Clare Langley-Hawthorne

The First World War heralded the first visible role for women in ‘policing’ work in Britain. Coordinated by two separate organizations – the National Union of Working Women (renamed the National Council of Women in 1919) and the Women’s Police Volunteers (renamed the Women’s Police Service in 1915) – these pioneer policewomen were introduced because of safety and morality concerns during wartime.

In 1914, soon after the outbreak of the First World War, Margaret Damer Dawson, approached her friend Sir Edward Henry, Chief Commissioner of Police, about forming the Women’s Police Volunteers (WPV). She envisaged a separate group of trained professional women to deal with the pressing need of controlling the behavior of young women in wartime Britain. The initial impetus for the creation of the WPV was Damer Dawson’s concern that British men at railway stations were attempting to recruit Belgian women as prostitutes. She also believed that the influx of young women into cities across Britain, enjoying freedoms and employment opportunities unheard of in peacetime, were at risk of succumbing to the vices of drunkenness, loose morals and criminal behavior.

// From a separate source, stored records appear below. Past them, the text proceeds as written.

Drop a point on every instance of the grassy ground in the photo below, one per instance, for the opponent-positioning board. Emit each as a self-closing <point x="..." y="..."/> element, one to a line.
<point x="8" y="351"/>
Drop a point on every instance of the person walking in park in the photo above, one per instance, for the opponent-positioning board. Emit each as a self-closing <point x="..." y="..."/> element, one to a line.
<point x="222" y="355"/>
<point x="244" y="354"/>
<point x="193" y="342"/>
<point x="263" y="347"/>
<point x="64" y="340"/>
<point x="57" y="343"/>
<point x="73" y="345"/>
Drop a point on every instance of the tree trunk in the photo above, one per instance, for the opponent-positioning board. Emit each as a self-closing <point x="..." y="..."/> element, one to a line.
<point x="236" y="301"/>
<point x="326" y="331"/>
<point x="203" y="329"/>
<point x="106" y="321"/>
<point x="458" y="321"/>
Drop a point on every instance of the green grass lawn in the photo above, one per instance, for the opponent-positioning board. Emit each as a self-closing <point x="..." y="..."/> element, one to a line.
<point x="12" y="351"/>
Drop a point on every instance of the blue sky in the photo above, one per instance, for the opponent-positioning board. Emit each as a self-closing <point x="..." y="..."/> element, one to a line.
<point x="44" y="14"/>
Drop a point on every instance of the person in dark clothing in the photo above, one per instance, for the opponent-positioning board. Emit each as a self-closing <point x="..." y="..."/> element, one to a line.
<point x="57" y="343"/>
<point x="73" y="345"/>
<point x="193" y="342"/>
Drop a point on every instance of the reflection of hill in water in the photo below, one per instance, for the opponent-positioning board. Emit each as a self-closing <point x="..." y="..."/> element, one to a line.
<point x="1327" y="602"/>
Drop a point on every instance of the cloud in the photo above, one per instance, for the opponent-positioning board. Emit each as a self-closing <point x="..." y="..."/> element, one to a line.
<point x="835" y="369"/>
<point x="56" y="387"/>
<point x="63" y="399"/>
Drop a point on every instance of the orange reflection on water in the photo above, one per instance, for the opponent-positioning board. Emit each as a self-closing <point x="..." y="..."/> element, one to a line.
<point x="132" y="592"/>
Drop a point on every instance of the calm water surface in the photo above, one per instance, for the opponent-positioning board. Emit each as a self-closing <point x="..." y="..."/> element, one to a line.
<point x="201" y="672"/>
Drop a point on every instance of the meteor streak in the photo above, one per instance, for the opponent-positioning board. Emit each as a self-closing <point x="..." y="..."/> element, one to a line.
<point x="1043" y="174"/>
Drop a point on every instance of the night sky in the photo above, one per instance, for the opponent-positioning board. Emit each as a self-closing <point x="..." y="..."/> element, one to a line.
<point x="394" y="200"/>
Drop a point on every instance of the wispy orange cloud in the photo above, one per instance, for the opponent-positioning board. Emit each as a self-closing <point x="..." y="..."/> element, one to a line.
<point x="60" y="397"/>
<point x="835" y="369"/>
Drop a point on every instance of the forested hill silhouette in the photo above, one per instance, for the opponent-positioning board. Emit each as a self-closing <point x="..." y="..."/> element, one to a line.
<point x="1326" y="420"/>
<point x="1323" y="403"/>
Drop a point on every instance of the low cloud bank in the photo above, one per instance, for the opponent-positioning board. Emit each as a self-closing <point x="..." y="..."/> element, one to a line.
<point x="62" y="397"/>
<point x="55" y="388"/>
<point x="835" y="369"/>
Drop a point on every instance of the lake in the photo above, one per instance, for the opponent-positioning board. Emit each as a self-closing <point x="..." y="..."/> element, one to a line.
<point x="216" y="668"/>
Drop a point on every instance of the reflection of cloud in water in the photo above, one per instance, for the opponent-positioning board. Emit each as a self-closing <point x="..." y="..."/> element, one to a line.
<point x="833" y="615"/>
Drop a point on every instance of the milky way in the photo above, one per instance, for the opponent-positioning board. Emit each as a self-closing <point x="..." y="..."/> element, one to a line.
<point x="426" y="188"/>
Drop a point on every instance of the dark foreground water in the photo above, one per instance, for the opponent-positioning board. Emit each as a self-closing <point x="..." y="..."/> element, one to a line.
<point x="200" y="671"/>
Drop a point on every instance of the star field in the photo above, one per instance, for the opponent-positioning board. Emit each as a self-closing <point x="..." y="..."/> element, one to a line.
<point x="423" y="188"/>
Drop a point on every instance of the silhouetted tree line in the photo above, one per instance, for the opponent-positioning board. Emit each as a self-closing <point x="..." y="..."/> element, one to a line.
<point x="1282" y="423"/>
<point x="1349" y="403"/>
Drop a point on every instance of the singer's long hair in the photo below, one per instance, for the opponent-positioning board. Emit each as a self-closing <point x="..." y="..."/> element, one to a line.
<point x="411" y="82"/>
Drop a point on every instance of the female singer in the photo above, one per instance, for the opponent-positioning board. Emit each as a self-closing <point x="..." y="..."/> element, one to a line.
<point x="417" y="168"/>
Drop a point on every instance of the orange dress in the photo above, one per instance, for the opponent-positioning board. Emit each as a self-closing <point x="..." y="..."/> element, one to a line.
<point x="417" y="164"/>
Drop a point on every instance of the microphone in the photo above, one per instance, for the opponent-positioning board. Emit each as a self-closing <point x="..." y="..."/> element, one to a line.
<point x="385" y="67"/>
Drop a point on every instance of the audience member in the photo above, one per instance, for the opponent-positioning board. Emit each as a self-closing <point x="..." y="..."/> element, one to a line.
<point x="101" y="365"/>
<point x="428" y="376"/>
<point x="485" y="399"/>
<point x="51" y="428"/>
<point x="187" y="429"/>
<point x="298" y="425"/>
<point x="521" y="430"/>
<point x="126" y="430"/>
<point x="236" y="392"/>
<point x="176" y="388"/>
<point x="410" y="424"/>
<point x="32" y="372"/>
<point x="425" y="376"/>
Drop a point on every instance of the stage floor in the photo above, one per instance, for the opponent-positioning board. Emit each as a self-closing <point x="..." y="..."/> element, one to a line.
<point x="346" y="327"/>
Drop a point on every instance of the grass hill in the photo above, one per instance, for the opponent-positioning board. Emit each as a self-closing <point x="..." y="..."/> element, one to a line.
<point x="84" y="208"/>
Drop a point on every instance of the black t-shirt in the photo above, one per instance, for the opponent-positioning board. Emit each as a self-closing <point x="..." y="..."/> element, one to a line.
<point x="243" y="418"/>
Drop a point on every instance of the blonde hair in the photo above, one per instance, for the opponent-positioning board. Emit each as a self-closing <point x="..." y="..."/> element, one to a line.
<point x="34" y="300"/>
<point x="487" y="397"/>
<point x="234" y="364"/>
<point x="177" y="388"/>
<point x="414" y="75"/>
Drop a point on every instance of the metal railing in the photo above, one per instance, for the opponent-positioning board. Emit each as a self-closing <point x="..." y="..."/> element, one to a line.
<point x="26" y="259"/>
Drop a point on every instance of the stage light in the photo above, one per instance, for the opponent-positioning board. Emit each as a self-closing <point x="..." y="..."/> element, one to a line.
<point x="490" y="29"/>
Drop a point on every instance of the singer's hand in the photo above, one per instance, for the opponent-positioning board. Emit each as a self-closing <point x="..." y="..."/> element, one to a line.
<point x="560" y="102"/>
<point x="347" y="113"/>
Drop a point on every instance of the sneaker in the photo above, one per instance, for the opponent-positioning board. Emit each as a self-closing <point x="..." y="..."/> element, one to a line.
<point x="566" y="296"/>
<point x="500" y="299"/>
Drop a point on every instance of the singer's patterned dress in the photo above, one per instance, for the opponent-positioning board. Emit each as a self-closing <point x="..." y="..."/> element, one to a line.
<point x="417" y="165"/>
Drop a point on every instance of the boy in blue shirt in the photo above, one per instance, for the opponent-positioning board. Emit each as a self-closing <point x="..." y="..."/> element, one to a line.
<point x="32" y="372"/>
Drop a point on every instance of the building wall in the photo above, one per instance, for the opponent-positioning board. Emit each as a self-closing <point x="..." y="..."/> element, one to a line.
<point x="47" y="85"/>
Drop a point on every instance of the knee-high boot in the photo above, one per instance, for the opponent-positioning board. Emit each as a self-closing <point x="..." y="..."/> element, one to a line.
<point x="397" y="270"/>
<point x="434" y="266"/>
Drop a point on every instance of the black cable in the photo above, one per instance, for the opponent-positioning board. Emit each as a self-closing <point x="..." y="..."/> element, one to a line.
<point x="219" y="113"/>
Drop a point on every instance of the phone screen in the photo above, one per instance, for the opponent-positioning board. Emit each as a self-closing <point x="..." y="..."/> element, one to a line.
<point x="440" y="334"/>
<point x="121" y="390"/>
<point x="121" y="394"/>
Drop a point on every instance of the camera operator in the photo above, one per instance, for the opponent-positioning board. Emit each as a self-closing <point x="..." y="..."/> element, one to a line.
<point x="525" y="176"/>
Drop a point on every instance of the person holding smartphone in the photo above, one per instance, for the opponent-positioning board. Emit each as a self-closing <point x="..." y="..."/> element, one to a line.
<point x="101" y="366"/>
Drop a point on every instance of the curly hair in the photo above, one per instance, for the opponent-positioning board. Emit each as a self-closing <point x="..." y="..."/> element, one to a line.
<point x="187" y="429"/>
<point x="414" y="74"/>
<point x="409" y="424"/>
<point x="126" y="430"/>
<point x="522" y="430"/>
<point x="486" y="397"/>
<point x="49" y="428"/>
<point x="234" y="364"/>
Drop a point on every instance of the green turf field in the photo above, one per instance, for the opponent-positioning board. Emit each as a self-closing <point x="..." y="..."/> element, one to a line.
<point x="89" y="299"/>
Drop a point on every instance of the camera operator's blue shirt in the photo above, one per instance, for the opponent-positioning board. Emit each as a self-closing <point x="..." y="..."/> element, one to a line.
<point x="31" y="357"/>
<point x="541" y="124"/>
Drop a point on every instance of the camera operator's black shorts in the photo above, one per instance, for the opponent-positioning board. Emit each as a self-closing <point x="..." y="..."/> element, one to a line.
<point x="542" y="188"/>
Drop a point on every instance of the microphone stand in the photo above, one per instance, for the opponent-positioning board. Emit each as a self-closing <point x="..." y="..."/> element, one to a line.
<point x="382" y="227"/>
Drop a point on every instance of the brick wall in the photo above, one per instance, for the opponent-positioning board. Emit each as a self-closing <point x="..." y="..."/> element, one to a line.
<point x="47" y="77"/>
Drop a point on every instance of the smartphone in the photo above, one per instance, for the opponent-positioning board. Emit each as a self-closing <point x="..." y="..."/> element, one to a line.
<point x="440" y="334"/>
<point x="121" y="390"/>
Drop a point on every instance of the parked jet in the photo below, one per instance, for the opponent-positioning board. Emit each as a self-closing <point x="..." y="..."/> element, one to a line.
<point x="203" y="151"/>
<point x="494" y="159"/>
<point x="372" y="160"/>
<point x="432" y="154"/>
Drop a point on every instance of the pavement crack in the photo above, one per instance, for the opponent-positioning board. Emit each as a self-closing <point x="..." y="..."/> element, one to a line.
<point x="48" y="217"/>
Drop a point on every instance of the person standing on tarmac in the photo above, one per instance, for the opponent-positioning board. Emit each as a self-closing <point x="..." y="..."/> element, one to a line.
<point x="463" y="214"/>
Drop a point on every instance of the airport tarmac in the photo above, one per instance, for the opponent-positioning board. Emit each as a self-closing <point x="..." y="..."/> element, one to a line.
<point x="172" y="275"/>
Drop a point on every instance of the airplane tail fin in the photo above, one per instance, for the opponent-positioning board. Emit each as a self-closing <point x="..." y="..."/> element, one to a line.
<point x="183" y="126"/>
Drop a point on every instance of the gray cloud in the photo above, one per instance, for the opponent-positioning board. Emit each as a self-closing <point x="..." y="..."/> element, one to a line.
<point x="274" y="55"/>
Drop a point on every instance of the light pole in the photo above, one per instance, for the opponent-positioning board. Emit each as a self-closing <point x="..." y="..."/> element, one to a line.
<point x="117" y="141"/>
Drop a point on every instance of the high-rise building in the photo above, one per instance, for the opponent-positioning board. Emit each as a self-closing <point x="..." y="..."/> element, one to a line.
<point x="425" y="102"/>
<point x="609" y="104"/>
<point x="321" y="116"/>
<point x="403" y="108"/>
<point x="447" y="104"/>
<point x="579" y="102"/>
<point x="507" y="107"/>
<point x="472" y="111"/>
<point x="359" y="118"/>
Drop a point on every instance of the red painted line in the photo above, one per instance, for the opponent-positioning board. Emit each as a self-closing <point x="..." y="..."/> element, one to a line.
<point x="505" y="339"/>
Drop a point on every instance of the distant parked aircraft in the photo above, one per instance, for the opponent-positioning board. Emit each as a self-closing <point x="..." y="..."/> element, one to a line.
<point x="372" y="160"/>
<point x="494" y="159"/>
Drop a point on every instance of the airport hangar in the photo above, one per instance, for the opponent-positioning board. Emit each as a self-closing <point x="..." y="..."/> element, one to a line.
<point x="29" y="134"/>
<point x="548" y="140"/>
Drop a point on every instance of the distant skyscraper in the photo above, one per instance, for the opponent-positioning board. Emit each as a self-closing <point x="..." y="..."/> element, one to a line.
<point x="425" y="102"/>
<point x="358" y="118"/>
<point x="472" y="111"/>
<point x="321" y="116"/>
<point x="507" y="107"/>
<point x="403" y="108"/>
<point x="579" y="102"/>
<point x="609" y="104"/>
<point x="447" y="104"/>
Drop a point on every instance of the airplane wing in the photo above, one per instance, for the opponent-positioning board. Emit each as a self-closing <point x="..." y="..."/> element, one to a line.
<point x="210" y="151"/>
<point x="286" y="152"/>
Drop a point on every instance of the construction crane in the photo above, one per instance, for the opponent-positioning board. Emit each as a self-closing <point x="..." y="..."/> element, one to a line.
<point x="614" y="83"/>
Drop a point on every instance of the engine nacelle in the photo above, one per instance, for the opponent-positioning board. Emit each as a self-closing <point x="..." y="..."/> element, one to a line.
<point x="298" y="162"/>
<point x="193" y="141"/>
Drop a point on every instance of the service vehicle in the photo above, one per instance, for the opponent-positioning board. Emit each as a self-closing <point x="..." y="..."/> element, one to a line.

By the time the WPV formed, The National Union of Working Women (NUWW) had already organized around 5,000 voluntary ‘women patrols’ across Britain to walk the city streets, public parks and to visit cinemas and other places of entertainment to prevent and protect women from immoral behavior. Damer Dawson’s vision, however, was for a true women’s police organization that would presage the formation of a women’s police force after the war ended. She believed strongly that only women could effectively tackle problems of female criminal behavior and immorality.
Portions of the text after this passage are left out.